In this vision of the world of higher education, only fundamentalists have remained true to the original mission.  Fundamentalist intellectuals, this line of reasoning goes, have retained their sense of inquiry and intellectual honesty.  They have not been seduced by the showy appeals of false science, such as evolution.  They have not been lulled by a peaceful-sounding pluralism that in practice degrades human dignity.  And they have not been willing to accept the hidebound leftist, secularist, evolutionist orthodoxy required of the mainstream academic.

This trope has remained so ubiquitous among fundamentalist activists that is tempting to dismiss it as sour grapes.  In this sour-grapes line of thinking, fundamentalists attack the intellectual pretensions of college professors since those professors show universal disdain for the Biblical belief of fundamentalists.  Fundamentalist attacks, this argument goes, actually prove the intelligence and perspicacity of college professors.

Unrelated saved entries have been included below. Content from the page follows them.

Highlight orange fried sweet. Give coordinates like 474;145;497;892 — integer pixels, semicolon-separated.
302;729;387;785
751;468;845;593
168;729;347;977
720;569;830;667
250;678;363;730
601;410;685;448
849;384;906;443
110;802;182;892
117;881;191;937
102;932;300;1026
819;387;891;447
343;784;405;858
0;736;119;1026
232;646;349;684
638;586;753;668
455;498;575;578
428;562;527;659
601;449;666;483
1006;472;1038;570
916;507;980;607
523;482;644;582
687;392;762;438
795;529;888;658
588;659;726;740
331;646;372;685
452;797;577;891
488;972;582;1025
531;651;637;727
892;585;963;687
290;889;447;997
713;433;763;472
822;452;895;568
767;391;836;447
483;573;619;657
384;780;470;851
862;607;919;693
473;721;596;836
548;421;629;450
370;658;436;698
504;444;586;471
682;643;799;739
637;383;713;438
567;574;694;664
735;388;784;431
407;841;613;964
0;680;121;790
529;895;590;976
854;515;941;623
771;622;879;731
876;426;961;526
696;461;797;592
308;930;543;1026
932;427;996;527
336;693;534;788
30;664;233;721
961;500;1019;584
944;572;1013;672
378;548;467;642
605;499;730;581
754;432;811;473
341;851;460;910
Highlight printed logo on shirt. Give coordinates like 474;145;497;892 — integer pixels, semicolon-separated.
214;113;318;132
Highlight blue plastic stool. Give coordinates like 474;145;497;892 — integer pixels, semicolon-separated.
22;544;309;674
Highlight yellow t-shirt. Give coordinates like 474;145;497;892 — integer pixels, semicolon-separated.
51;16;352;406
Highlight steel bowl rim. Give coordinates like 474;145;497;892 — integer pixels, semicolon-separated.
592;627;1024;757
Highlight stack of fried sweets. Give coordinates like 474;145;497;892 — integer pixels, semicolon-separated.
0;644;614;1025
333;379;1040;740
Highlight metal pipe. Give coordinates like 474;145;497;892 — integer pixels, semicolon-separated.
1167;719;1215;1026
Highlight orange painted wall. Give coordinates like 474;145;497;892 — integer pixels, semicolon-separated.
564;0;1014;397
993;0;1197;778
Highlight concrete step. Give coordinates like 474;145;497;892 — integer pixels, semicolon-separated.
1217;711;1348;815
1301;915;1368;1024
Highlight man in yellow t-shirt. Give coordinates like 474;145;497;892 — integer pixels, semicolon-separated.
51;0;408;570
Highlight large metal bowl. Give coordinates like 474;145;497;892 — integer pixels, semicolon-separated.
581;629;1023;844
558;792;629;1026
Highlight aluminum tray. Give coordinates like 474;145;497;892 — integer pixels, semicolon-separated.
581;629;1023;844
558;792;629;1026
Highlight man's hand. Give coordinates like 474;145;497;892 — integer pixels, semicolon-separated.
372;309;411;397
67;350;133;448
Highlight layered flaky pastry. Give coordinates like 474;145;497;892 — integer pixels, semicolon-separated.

Louis Menand’s new book suggests otherwise.  Menand, best known for his Pulitzer-Prize-winning Metaphysical Club, now takes aim at the sclerotic intellectual culture of American higher education.  Menand is no fundamentalist.  Nor does he have an axe to grind against the left-leaning cultural politics of today’s universities.  However, he does agree with fundamentalist critics that the professoriate encourages group thinking and intellectual conformity rather than innovative ideas and iconoclasm.

Unlike fundamentalist critics of higher education, Menand does not blame evolution, socialism, or secularism for this state of affairs.  Rather, Menand’s critique is more prosaic.  In order to become a tenure-track professor in the humanities, Menand points out, aspiring professors must endure years, even decades, of powerless apprenticeship.  Those who survive this ordeal do so not by bucking the intellectual party line but rather by honing their ability to locate and placate the institutionally powerful.

In Menand’s view, this leads to a dangerous state of affairs in which “The academic profession is not reproducing itself so much as cloning itself” (153).  Until and unless research universities find a new way to train the next generations of faculty, Menand frets, the trend toward intellectual conformity will accelerate.  [UPDATE: For a full review of Menand's book, be sure to check out the H-Education list review commissioned by Jon Anuik:  
https://www.h-net.org/reviews/showrev.php?id=33892
 Thanks, Jon, for this notice.  --Editor]

Fundamentalists won’t be surprised.  For generations they have dismissed the protestations of the kept intellectuals at America’s universities.  Menand’s book should serve to give them support from outside their own ranks for their deeply held distrust of pointy-headed professors.